OTTAWA—The federal government may want to consider driving school for its bureaucrats if it wants to cut costs.
The government’s books show fender benders involving federal vehicles in recent years cost taxpayers $28 million in repairs or write-offs.
A Canadian Press audit of the fed’s financial statements since 2000 found at least 8,511 vehicles have been in accidents. But the actual tally is probably higher since not all departments report the number of collisions every year.
The Mounties are allegedly responsible for two-thirds of the cost of collisions, totaling $18.8 million.
The RCMP has been in at least 4,596 motor-vehicle accidents since 2001, more than any other department or agency in the Public Accounts documents. But its annual crash tallies have only been reported in the Public Accounts since 2006, so the 10-year total is likely far higher.
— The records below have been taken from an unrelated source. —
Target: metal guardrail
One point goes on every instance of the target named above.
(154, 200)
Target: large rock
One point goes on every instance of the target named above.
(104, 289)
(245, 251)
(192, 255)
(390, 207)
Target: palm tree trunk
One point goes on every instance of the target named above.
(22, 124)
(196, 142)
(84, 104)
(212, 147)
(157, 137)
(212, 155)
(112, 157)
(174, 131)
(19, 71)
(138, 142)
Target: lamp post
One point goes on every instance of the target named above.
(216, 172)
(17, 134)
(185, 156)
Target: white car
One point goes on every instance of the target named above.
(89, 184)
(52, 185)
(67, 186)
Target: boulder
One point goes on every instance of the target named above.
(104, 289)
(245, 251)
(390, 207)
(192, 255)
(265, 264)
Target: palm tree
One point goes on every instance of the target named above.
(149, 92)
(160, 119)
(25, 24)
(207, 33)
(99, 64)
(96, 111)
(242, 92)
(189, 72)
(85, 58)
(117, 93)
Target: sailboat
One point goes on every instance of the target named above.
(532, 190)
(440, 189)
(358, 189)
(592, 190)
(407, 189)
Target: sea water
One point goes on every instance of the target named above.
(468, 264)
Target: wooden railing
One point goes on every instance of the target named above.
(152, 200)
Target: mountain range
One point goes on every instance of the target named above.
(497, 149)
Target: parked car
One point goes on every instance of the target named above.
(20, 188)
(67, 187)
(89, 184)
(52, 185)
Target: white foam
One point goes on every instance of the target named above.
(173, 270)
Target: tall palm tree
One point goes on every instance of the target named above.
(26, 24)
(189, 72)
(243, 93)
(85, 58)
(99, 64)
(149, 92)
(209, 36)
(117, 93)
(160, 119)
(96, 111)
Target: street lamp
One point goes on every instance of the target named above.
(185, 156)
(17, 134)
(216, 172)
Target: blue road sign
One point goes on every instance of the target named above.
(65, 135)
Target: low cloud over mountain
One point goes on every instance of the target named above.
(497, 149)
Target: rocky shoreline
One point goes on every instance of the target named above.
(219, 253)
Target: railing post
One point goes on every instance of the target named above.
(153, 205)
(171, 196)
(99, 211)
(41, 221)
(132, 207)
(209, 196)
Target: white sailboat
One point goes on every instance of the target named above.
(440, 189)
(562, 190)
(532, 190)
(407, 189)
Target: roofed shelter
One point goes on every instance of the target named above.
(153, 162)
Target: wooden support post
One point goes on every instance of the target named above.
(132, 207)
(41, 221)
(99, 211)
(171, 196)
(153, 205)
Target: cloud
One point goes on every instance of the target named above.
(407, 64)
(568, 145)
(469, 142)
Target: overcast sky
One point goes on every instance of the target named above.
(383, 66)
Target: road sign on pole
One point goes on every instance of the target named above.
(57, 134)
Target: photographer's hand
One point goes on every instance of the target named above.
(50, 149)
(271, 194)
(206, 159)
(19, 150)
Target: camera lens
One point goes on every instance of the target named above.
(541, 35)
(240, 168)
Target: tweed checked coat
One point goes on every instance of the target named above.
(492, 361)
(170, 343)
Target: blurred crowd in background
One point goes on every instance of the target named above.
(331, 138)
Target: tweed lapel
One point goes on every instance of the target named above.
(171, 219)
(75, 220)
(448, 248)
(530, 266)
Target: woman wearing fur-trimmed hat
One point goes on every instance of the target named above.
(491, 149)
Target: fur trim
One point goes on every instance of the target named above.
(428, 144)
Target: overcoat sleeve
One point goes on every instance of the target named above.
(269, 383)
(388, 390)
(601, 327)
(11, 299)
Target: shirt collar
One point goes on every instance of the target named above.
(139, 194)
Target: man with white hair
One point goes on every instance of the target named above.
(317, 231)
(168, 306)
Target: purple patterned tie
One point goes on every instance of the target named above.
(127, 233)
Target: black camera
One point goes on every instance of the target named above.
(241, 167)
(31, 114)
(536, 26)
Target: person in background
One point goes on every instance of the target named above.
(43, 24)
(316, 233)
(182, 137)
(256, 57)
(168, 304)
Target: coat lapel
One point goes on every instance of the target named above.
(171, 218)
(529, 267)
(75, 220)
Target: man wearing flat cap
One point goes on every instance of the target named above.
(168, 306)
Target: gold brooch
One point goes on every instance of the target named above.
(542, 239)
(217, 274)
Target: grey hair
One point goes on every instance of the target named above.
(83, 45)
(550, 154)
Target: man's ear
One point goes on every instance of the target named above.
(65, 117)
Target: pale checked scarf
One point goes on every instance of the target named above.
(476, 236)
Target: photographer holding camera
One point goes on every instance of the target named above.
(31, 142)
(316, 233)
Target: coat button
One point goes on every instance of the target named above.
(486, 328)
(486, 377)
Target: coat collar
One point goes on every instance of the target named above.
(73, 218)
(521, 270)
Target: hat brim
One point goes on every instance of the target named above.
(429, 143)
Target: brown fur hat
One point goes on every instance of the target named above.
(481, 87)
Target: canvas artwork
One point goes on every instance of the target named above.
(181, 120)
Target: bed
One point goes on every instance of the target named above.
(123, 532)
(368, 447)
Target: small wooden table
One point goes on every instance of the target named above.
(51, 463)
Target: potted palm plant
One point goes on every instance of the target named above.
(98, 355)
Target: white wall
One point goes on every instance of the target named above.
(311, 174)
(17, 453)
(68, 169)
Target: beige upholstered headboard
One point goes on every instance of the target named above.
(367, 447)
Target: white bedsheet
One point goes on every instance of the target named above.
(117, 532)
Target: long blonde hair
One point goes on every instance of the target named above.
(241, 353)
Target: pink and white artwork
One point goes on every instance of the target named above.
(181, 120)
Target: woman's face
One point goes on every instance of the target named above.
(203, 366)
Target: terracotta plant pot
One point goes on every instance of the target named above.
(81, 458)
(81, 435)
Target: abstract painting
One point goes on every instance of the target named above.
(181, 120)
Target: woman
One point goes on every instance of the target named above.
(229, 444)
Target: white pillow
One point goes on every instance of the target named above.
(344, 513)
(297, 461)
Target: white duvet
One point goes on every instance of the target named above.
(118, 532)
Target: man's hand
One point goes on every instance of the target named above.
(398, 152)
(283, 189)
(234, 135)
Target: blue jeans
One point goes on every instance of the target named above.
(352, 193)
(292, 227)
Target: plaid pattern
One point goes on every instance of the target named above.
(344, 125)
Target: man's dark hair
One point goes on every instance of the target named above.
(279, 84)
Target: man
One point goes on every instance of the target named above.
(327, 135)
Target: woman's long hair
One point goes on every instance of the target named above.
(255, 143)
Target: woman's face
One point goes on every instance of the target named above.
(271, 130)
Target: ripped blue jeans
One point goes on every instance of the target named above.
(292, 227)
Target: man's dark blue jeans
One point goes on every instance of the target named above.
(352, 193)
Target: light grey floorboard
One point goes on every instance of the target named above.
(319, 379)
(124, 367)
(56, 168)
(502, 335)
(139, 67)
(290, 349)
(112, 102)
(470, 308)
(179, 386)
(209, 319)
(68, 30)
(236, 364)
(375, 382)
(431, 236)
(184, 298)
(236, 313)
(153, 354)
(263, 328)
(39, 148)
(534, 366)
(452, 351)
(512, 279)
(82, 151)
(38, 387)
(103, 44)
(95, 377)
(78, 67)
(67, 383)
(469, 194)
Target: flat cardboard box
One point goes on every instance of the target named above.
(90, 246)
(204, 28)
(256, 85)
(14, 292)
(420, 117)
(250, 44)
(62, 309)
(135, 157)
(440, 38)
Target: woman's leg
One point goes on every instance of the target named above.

According to public records, the Mounties were involved in 1,068 accidents last year, up from 427 in 2006.
But a spokeswoman for the force says given the nature of police work, there is little wonder why the RCMP gets in more collisions than any other branch of government.
“We are the only government agency involved in active policing. The RCMP fleet is the largest in the federal government other than National Defence and our officers and vehicles are on the road 24/7,” says Cpl. Laurence Trottier.
He says the RCMP is also the only government agency that travels in all types of weather, putting the force in more situations where accidents and collisions are common.
But Mounties are not the only ones banging up their vehicles.
Staff at the Canadian Food Inspection Agency got in at least 999 accidents at a cost of nearly $2.4 million.
No one from the CFIA was available for comment.
The Department of Fisheries and Oceans came in third, with at least 749 accidents, totaling $1.6 million, followed by the Correctional Service of Canada, with at least 647 accidents that also cost $1.6 million.
Other departments piling up fender benders include the Canada Revenue Agency, Parks Canada, Agriculture, Human Resources and Skills Development and Transport Canada.